Earlier this week, the verdict in the Steubenville, OH rape trial was handed down and the two teenaged, football playing boys accused of the crime were found guilty. Surprisingly, many media outlets focused not on justice or on the victim, or on how we can raise young people to respect one another. Instead they focused on the way the verdict will haunt the boys for the rest of their lives.
I’m a pretty sympathetic person. I don’t like to see anyone hurt. But the fact remains, they committed a crime and they have been judged and sentenced in a fair trial. They are not the victims here. The 16 year-old girl who they raped at a party while she was in no state to give consent and while her peers looked on and did nothing is the victim.
I live in a college town where there was a rape flyer scandal (with tips on how to get away with rape) just last semester. I’m also pretty dedicated to working toward a better, safer world for the girls and women around me. I’m sick to death of this crap. Most rapes in this country go unreported. There’s little doubt that we live in a culture that shames the victims and puts them in a position where they have to weigh seeking justice and help against backlash–especially since most rapes are also committed by someone the victim knows.
I don’t have anything to say that hasn’t been said already, and better, so I’m rounding up here a few of the reactions I found most compelling.
My favorite is a post from Feministing, “Steubenville teens are found guilty but rape culture remains alive and well.” In the entry, Maya writes about all the ways this case highlights what’s so messed up with our culture on this issue. Excuse the massive quoting. “I don’t want to live in a world in which dozens of kids see a girl who was so drunk she was passing out and don’t take her home. I don’t want to live in a world in which kids see a girl who was so drunk she was puking and joke about urinating on her. I want to live in a world in which people can get too drunk–while out with friends or acquaintances or total strangers–and expect that they will be hungover, not sexually violated, in the morning. I want to live in a world in which girls have the right to be reckless and not get raped, and I want this to not be a controversial statement.
I don’t want to live in a world in which many people seem to truly believe that women must be constantly “aware of their surroundings” and vigilantly guarded against being taken advantage of, or else they bear some “some accountability for the incident.” I don’t want to live in a world in which anyone believes that Mays and Richmond “did what most people in their situation would have done.” I don’t want to live in a world that assumes guys are naturally sexual aggressors who will opportunistically take advantage of an incapacitated girl, or forever push, push, push at the boundaries of consent until they hear a clear and forceful “no.” I want to live in a world that gives boys more credit than that.”

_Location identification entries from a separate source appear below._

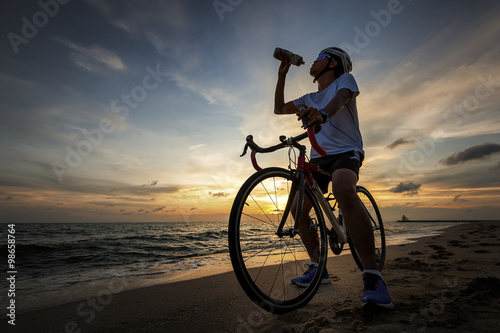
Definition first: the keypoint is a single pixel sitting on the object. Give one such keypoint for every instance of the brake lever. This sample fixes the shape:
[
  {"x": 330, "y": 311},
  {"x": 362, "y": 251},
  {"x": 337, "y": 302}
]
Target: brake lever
[{"x": 244, "y": 150}]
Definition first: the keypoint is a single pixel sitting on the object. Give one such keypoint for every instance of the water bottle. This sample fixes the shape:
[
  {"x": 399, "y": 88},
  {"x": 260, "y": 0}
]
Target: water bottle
[{"x": 282, "y": 54}]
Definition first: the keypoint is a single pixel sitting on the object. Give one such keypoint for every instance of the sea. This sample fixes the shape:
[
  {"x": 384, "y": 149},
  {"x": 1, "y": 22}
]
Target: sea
[{"x": 56, "y": 263}]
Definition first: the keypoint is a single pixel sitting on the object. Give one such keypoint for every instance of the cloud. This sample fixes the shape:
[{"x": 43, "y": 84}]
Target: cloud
[
  {"x": 398, "y": 142},
  {"x": 92, "y": 58},
  {"x": 211, "y": 93},
  {"x": 408, "y": 188},
  {"x": 158, "y": 209},
  {"x": 153, "y": 183},
  {"x": 495, "y": 167},
  {"x": 473, "y": 153},
  {"x": 458, "y": 199},
  {"x": 219, "y": 194}
]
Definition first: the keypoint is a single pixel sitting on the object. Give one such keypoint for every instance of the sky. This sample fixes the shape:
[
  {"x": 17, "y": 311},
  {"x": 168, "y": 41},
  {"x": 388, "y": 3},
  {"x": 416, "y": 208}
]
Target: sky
[{"x": 135, "y": 111}]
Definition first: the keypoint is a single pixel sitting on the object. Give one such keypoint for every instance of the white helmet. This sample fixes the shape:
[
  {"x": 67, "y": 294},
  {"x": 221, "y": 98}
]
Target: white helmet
[{"x": 346, "y": 60}]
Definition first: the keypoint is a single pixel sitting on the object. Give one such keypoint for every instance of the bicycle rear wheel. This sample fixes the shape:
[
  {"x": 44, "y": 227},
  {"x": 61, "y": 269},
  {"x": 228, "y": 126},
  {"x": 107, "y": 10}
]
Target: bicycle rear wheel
[
  {"x": 377, "y": 227},
  {"x": 263, "y": 262}
]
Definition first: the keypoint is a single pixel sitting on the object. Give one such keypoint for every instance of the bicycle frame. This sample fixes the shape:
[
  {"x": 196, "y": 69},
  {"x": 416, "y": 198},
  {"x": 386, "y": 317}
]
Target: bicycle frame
[{"x": 305, "y": 178}]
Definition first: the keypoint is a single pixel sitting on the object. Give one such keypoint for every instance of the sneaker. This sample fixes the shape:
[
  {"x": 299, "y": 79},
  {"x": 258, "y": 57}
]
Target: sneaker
[
  {"x": 376, "y": 291},
  {"x": 305, "y": 279}
]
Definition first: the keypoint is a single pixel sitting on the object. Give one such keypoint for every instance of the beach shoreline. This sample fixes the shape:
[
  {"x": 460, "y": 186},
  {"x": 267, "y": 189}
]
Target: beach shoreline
[{"x": 440, "y": 283}]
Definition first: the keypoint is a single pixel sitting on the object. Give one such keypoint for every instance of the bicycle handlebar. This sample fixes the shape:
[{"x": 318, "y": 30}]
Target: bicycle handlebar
[{"x": 293, "y": 141}]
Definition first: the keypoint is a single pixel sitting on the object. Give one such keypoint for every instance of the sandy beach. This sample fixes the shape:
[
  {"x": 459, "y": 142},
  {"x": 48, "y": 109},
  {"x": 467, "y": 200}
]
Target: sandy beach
[{"x": 444, "y": 283}]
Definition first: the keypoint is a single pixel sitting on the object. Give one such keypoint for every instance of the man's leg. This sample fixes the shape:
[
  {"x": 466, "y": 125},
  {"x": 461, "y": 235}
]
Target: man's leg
[
  {"x": 309, "y": 238},
  {"x": 355, "y": 216},
  {"x": 359, "y": 227}
]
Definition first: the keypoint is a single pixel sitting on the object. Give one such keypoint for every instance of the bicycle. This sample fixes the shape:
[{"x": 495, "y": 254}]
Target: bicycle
[{"x": 265, "y": 252}]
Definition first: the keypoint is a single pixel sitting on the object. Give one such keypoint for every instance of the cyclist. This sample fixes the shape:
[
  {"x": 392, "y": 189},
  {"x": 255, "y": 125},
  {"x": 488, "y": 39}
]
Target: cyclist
[{"x": 334, "y": 105}]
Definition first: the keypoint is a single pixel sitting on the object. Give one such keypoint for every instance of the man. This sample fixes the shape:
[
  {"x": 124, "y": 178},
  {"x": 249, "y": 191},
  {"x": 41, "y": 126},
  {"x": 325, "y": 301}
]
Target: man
[{"x": 334, "y": 105}]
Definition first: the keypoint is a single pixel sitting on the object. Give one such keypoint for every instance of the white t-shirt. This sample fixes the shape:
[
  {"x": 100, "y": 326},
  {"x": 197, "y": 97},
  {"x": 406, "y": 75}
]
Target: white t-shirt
[{"x": 340, "y": 133}]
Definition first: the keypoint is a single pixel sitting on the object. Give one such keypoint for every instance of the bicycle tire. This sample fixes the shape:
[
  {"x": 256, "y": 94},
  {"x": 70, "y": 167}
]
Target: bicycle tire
[
  {"x": 263, "y": 262},
  {"x": 377, "y": 226}
]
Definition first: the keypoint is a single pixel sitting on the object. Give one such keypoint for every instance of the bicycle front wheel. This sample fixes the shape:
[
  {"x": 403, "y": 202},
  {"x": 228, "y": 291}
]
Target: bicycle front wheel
[
  {"x": 377, "y": 227},
  {"x": 265, "y": 263}
]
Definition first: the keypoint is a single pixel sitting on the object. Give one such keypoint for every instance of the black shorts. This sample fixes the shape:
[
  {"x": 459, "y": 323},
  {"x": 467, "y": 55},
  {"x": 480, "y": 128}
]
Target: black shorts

The Daily Caller detailed criticism of CNN‘s coverage of the case, in which reporters repeatedly prompted guests to express sympathy for the rapists. For example, “Harlow brought attention to Mays and Richmond’s apologetic statements, and even highlighted a personal moment between Richmond and his father, who said ‘I love you’ to him for the first time, according to Harlow.” There’s no doubt that much of the problem comes from how our culture raises boys. Our ideals for masculinity are just as suspect as the standards girls are held to, though in different ways and to different extents. BUT, I think 16 and 17 year olds know what rape is. Jezebel also lambasts the network coverage.
Jezebel’s “The Egregious, Awful and Downright Wrong Reactions to the Steubenville Rape Trial Verdict” details the incredibly skewed coverage of the case in the media, covering the way blame was placed on social media, alcohol, etc. and the way sports stardom is used as a motive to cover up for rapists, rather than protect young women’s rights to basic safety.